同書によると、勝家は一族や家中の者を集めて、最後の酒宴を催しました。『天正記』にもこの酒宴のことが書かれています。
秀吉軍の猛攻に勝家は「力及ばず」、天守に入り、頼みとする家臣80余人を呼び集め「勝家の運命は極まった。今夜から明け方にかけて酒宴・遊興し、名残を惜しもう」と酒宴の開催を宣言するのです。
盃が汲み流され、若い妓女が酌をする。歌が唄われ、舞が披露されます。表面上は楽しい雰囲気ですが、人々の心の中は「悲しみの意(こころ)」が終始付き纏っていたと同書にはあります。落城間際、しかも明日にはこの世を去るのですから、当然の心理です。
お市の方に「落ち延びよ」と伝えた勝家
深夜になり、酒宴は終わります。諸士が退散した後、勝家は妻のお市の方(織田信長の妹)に向かい「明日、敵陣に案内しよう。落ち延びよ」と伝えます。お市の方は信長の妹であり、よもや秀吉が危害を加えるようなことはなく、身の安全は保証されているのだから、落ち延びよ、命を長らえてくれと言うのです。

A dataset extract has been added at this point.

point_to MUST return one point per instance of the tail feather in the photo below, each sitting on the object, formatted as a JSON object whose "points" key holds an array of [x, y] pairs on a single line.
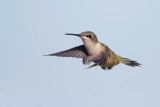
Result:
{"points": [[130, 62]]}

しかしお市の方は夫・勝家に対し「一樹の陰、一河の流れも他生の縁に依る。たとえ女人であっても意(こころ)は男子に劣るべからず。諸共に自害して、同じ蓮台に相対せん」と泣いて伝えるのでした。夫と共に自害することを願ったのです。
ちなみに『太閤記』には「たとえ女人であっても意(こころ)は男子に劣るべからず」とのお市の言葉は記されておらず「このようなことになったのも前世の宿業、今更驚きはしません。よってこの城から出るなど思いも寄らぬこと。ただ3人の娘はここから出してくれませぬか」ということが書かれています。
その後、勝家は自害するのですが、『天正記』にはその様子がかなり生々しく描かれています。
天守のうちに攻め入ってくる秀吉軍。その状況を前にして、最期の時を迎えようとしている柴田方の人々。
お市の方や勝家の「妾」12人、「女房」30余人は「最後を期して」念仏を唱えていたと言います。勝家はお市の方をはじめとする女性たちを自分の手元に引き寄せると、1人ひとり刺し殺しました。
その後で勝家は「勝家が腹の切り様を見よ」と言うと、腹を切った後に「五臓六腑」を掻き出し、家臣に介錯を命じたのです。
勝家の家臣も次々に刺し違えて、死んでいきました。この凄まじく、哀れな有様を見聞して、多くの者が涙を流したといいます。